THE CROSS CHRIST de REMBRANDT: a incrível história da obra-prima da igreja de Mas d'Agenais

Localizada na margem esquerda do rio Garonne, entre Tonneins e Marmande, em Lot et Garonne, a Saint-Vincent Collegiate Church é um dos edifícios romanescos mais notáveis ​​da região, listado na primeira lista de Monumentos Históricos em 1840. Construído no século XII no coração da vila medieval de Mas-d'Agenais, esta igreja abriga um tesouro, uma obra-prima de Rembrandt, o "Cristo na cruz".

Proveniência e reconhecimento do autor da obra-prima

Em 1804, a família Duffour, originária de Mas d'Agenais, que partiu por uma geração em Dunquerque, comprou em liquidação pública uma pintura de Cristo. Sem saber o que fazer com ela, sem suspeitar do valor da obra, doou-a à freguesia de Mas d'Agenais em memória dos seus antepassados. Xavier Duffour, capitão dos exércitos imperiais, trouxe para o Mas d'Agenais, simplesmente embrulhado, enquanto ele estava em uma missão na Espanha.

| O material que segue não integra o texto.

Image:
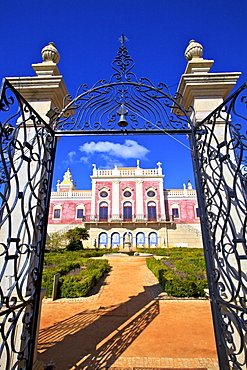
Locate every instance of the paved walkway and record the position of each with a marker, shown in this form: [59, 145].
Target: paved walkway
[129, 324]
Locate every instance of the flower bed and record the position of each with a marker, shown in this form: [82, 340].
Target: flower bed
[182, 273]
[72, 286]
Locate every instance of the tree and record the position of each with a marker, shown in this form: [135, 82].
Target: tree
[55, 241]
[75, 237]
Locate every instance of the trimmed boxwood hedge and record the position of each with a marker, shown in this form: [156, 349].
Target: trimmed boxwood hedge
[173, 284]
[73, 286]
[81, 284]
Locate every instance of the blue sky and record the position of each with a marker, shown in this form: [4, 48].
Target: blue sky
[86, 33]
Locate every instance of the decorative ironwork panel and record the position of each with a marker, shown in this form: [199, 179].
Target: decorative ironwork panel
[125, 101]
[220, 160]
[27, 156]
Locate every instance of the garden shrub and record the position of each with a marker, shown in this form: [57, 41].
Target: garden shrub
[173, 284]
[81, 284]
[74, 245]
[63, 262]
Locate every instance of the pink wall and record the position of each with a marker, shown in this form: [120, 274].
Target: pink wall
[68, 211]
[186, 210]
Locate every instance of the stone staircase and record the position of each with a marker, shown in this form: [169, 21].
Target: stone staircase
[184, 235]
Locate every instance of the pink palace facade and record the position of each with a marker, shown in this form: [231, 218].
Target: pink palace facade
[128, 202]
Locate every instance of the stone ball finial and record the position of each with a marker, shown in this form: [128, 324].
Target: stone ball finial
[193, 50]
[50, 54]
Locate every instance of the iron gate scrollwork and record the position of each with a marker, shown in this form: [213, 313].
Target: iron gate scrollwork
[137, 106]
[146, 107]
[219, 148]
[27, 157]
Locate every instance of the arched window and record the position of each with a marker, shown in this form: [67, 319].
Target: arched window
[127, 238]
[127, 211]
[80, 212]
[175, 211]
[103, 211]
[103, 240]
[140, 240]
[153, 240]
[57, 212]
[151, 211]
[197, 211]
[115, 240]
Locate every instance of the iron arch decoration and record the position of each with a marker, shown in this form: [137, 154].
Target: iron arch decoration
[26, 166]
[219, 149]
[123, 103]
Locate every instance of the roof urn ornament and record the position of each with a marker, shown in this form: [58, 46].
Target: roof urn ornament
[193, 50]
[50, 54]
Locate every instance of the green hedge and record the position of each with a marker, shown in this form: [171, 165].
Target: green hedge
[73, 286]
[62, 269]
[81, 284]
[173, 284]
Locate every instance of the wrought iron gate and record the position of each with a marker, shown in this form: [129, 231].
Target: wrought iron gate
[27, 157]
[138, 107]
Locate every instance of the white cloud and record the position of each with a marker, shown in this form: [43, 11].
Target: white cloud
[130, 149]
[69, 158]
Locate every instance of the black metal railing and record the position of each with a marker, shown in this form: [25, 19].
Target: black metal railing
[220, 163]
[26, 164]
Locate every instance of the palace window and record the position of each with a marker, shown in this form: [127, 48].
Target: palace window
[152, 211]
[79, 213]
[115, 240]
[150, 193]
[103, 194]
[57, 212]
[140, 240]
[103, 240]
[127, 194]
[153, 240]
[127, 211]
[175, 212]
[103, 211]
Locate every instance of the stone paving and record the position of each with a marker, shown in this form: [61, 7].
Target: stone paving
[127, 326]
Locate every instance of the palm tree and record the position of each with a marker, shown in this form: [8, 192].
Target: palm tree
[75, 237]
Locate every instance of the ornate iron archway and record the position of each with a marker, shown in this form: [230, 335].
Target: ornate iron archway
[27, 158]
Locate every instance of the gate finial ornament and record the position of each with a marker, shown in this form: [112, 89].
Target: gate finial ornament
[123, 39]
[50, 54]
[193, 50]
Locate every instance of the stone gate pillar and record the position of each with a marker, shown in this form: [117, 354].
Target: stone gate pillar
[222, 198]
[23, 214]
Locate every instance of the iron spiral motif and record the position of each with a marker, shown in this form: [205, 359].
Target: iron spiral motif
[27, 151]
[220, 156]
[149, 107]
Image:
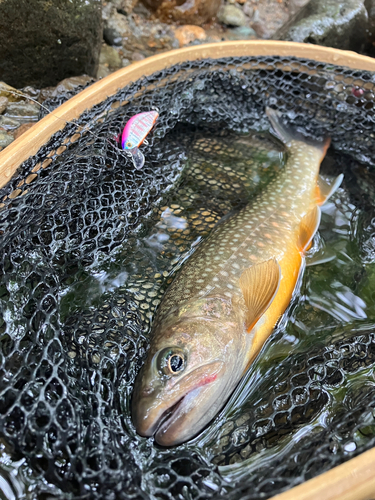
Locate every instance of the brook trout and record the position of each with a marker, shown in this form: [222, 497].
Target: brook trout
[226, 300]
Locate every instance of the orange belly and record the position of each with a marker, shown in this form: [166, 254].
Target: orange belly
[290, 265]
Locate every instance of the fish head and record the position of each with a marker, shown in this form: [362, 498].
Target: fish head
[192, 367]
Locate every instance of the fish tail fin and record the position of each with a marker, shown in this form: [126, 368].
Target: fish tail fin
[287, 134]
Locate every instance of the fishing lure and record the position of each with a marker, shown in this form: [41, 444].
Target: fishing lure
[135, 133]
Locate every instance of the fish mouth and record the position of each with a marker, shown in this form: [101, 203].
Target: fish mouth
[169, 428]
[166, 417]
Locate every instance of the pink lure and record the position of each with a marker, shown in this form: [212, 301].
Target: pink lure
[135, 133]
[137, 129]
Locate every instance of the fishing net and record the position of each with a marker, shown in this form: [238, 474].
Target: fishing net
[89, 244]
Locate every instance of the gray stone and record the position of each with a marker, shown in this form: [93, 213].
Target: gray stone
[231, 16]
[3, 104]
[110, 57]
[241, 33]
[9, 123]
[5, 139]
[112, 37]
[333, 23]
[44, 41]
[23, 111]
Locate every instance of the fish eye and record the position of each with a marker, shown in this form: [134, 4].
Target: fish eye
[171, 361]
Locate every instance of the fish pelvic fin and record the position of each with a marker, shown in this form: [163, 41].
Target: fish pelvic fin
[308, 227]
[287, 134]
[326, 187]
[259, 285]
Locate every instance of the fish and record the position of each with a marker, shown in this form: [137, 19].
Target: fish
[227, 298]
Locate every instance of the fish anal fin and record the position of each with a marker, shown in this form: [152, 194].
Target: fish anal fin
[308, 227]
[259, 284]
[326, 188]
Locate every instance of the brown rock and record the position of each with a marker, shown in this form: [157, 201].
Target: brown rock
[3, 104]
[22, 129]
[137, 56]
[71, 83]
[188, 33]
[185, 12]
[44, 41]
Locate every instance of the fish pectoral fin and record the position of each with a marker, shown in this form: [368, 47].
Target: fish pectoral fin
[325, 188]
[259, 285]
[308, 227]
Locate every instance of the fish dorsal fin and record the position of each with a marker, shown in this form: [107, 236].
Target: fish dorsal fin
[326, 188]
[308, 227]
[259, 285]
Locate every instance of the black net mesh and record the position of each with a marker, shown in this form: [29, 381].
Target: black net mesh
[89, 245]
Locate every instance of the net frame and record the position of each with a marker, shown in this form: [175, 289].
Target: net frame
[354, 478]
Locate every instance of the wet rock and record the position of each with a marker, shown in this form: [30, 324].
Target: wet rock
[69, 84]
[241, 33]
[5, 139]
[231, 16]
[109, 57]
[268, 16]
[42, 41]
[333, 23]
[103, 71]
[112, 37]
[189, 33]
[7, 123]
[139, 35]
[137, 56]
[125, 6]
[22, 129]
[3, 104]
[185, 12]
[9, 92]
[22, 111]
[370, 44]
[295, 5]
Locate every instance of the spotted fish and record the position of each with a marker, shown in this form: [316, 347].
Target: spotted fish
[227, 298]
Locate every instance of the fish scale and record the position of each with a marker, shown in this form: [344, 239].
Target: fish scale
[227, 298]
[245, 239]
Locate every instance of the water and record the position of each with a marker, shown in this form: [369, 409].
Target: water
[334, 301]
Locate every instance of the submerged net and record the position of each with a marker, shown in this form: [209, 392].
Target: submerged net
[89, 245]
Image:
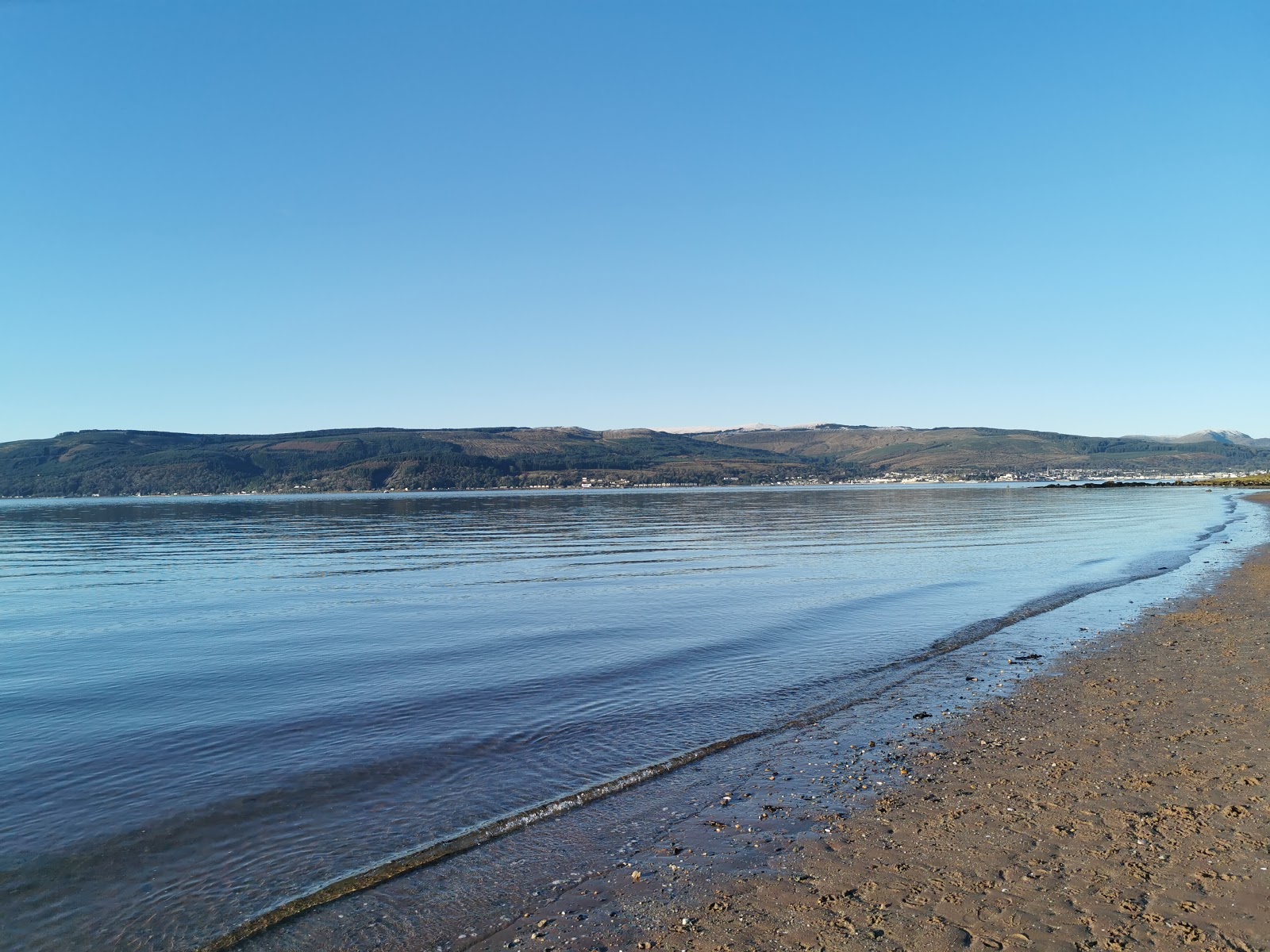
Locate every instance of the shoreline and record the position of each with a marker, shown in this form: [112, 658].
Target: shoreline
[1121, 800]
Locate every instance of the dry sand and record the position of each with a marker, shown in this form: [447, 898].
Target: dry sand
[1122, 804]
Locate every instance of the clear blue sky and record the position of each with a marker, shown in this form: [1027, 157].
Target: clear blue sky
[264, 216]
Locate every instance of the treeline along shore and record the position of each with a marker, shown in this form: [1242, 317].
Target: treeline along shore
[129, 463]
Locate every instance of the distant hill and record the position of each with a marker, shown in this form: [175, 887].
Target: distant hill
[1229, 437]
[124, 463]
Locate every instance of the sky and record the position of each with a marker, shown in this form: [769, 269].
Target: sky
[244, 216]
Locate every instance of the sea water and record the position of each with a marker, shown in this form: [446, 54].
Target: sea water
[211, 708]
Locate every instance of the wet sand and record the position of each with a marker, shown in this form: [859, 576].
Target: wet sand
[1119, 801]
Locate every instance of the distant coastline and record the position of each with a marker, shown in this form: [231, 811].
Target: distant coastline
[145, 463]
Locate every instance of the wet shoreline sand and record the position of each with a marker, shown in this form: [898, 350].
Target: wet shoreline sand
[1119, 801]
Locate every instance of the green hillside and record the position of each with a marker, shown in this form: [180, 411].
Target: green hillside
[121, 463]
[124, 463]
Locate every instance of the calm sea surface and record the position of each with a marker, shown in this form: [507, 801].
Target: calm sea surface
[209, 706]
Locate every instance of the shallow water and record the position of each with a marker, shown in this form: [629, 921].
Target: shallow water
[211, 706]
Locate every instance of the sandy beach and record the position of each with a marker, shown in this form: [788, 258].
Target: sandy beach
[1119, 801]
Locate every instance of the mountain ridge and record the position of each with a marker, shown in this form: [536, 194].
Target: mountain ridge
[127, 463]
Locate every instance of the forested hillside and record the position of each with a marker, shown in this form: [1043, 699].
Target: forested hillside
[117, 463]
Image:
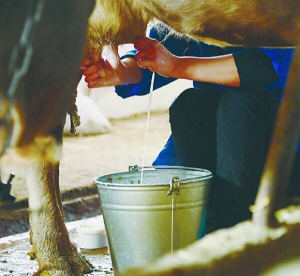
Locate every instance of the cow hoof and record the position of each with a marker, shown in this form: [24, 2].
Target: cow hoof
[74, 265]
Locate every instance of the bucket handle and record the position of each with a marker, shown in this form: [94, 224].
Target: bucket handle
[174, 186]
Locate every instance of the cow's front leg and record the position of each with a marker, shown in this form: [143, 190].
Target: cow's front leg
[50, 240]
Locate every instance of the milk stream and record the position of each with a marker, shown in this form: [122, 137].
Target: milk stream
[147, 126]
[173, 204]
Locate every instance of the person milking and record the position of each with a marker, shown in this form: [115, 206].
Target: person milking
[224, 123]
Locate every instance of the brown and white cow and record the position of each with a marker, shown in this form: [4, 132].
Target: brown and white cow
[43, 95]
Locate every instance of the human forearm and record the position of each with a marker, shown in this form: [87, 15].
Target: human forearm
[220, 70]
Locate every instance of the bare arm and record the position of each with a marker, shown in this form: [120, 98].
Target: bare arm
[219, 70]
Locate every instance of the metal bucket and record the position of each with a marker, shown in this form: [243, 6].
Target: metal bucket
[139, 218]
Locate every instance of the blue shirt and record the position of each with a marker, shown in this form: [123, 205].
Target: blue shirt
[267, 67]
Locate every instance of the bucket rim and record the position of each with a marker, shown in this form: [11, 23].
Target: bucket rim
[136, 168]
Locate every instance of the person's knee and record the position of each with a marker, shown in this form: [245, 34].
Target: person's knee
[194, 103]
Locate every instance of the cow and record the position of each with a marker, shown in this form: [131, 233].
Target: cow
[41, 47]
[33, 112]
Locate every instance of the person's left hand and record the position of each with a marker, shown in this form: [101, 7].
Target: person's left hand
[154, 56]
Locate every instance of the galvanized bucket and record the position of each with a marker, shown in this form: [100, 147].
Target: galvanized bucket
[139, 218]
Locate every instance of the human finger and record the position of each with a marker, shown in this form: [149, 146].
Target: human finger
[92, 77]
[86, 62]
[143, 42]
[93, 70]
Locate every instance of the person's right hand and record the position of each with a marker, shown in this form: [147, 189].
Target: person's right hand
[102, 73]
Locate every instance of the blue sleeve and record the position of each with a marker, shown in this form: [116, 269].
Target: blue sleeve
[281, 59]
[254, 68]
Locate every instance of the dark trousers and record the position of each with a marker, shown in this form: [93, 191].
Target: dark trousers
[228, 134]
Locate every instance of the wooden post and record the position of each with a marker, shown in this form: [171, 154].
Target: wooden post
[279, 162]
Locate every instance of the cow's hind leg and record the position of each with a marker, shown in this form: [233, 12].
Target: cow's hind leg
[50, 240]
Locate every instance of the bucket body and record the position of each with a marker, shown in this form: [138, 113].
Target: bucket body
[143, 222]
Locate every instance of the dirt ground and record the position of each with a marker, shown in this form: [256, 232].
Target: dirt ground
[86, 157]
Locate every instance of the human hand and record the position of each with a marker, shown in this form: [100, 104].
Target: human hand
[102, 73]
[154, 56]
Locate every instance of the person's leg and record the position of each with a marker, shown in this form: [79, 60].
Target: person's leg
[245, 120]
[193, 125]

Como a pintura falhou em uma venda pública? Foi dado a um senhor ou a um cortesão que se arruinaria? Foi roubado durante as guerras napoleônicas na Holanda? Isso permanece um mistério.

Em 9 de janeiro de 1853, o pároco de Mas d'Agenais, buscando verbas para a reforma da igreja, confiou a pintura a M. Irénée de Luppée para que pudesse ser restaurada e colocada à venda no Museu Imperial do Louvre. O curador do Museu do Louvre atribuiu esta pintura a Rembrandt ou a seus discípulos, ainda que não tenha sido avaliada oficialmente. Concluída a restauração, levantou-se a questão da venda da pintura. Depois de uma troca de cartas entre o pároco, o bispo de Agen e o prefeito, foi decidido pedir a ajuda do Estado e dos fiéis para saldar a pesada dívida da paróquia. A pintura voltou ao seu lugar na igreja de Mas d'Agenais.

Por quase um século, ele permaneceu, sem história e sem qualquer proteção, na igreja. Durante a Segunda Guerra Mundial, ele foi removido da igreja pelo pároco e levado ao presbitério. Padre Kelly, seu sucessor, encontrou a pintura escondida atrás de um armário e colocou-a de volta em seu lugar na igreja.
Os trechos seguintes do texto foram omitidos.